When the movies Come to the Stable: a tour of good and bad portrayals of Christians and their beliefs in the movies.

12/19/2011 Comments (11)

George Bailey (James Stewart, r) has an interesting conversation with Clarence Odbody AS2 (Henry Travers) in It's a Wonderful Life.

When friends gather around the Christmas tree to sing at the close It’s a Wonderful Life, it’s a “resounding affirmation of Christian ethics,” and yet without a homily or even overt Christian smells and bells.
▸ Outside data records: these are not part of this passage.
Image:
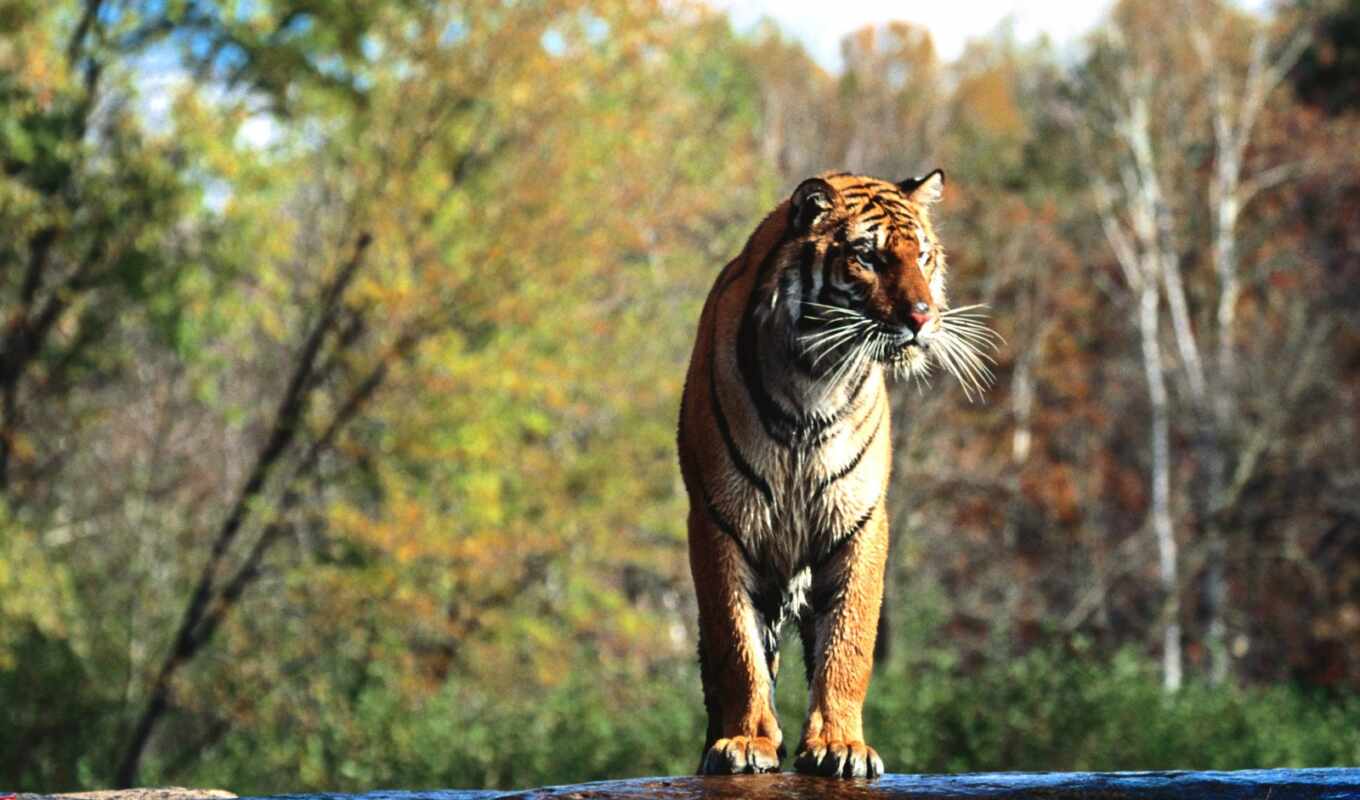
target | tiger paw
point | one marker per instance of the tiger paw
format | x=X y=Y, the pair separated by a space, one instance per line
x=741 y=754
x=838 y=759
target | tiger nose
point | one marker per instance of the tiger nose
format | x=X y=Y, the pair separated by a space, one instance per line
x=918 y=317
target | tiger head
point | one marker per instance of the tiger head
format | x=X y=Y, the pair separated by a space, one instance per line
x=864 y=279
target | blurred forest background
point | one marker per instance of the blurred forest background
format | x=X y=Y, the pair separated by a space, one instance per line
x=342 y=343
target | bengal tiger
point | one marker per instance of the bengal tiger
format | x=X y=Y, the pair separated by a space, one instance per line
x=785 y=451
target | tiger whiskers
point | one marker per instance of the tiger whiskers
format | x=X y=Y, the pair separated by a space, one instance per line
x=963 y=346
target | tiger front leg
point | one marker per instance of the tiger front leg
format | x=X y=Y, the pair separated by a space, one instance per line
x=839 y=636
x=743 y=729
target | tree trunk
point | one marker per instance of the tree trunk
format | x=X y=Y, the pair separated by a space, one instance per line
x=1162 y=527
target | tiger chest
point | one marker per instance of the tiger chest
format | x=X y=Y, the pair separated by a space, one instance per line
x=815 y=495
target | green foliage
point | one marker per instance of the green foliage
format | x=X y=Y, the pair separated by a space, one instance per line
x=479 y=580
x=1056 y=708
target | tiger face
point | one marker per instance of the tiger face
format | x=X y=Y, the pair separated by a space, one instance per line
x=865 y=280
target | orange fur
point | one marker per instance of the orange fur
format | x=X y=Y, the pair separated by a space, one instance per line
x=786 y=457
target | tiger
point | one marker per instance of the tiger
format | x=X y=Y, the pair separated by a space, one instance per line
x=785 y=449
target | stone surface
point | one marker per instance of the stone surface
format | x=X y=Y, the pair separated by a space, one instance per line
x=1330 y=784
x=1321 y=784
x=154 y=793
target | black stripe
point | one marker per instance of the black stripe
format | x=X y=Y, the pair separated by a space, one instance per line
x=845 y=538
x=716 y=516
x=774 y=419
x=830 y=480
x=733 y=452
x=809 y=255
x=824 y=427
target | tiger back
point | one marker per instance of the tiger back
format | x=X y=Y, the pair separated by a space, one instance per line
x=785 y=448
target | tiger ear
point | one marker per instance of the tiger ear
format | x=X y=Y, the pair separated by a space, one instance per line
x=925 y=189
x=811 y=203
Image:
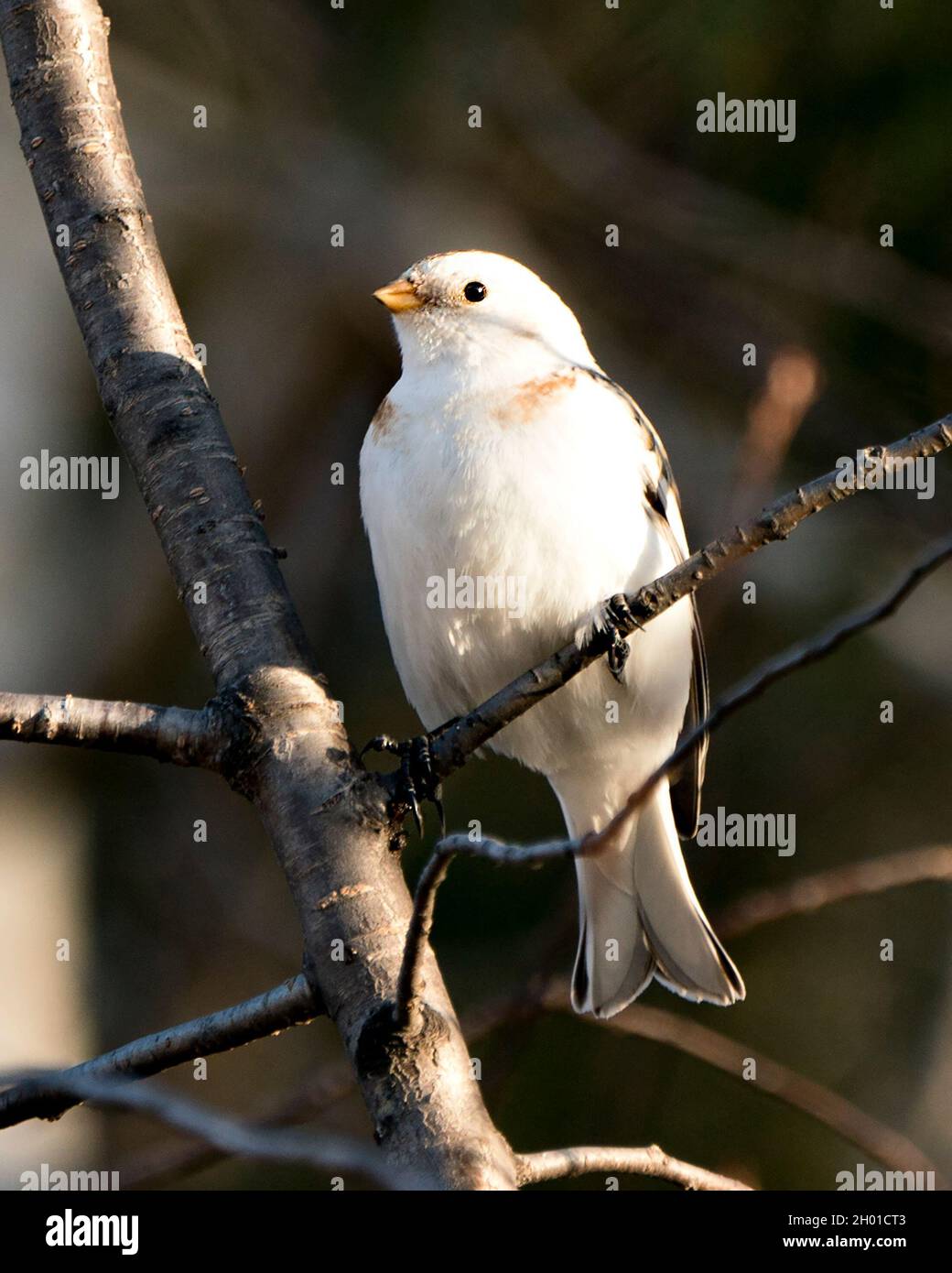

That’s Peter Dans, a medical doctor who is a movie buff,  weighing in his Sheed & Ward book, Christians in the Movies: A Century of Saints and Sinners, now in affordable paperback. During an interview with Kathryn Jean Lopez, he talks about another movie of the season and what we look like on the silver screen — with a closing salvo to his Catholic schooling.


Have Christians really gone from saints to sinners on the silver screen?

There have always been sinful Christians in film and, appropriately so, since we are all sinners. What has changed has been the preponderance of negative as opposed to positive portrayals of Christians and the vitriol and ridicule directed against them, beginning in 1970 with the incompetent priest Dago Red in M*A*S*H* right through to the end of the millennium with Dogma.

This led the critic Michael Medved, an Orthodox Jew, to say in his 1992 seminal book Hollywood vs. America that “whenever someone turns up in contemporary film with the title Reverend. Father or Rabbi in front of his name, you can count on the fact they will be corrupt or crazy — or probably both.” Interestingly, the directors of both films mentioned above [Robert Altman and Kevin Smith] were raised Catholic.


What do you see in Come to the Stable?

The film reminds me of growing up in a more innocent time. I saw it at the Patchogue Theater when I was in eighth grade and enjoyed it. Starring Loretta Young and Celeste Holm, two actresses who were very outspoken about their Catholic faith, it fits the category of a movie that Hollywood will never make again. 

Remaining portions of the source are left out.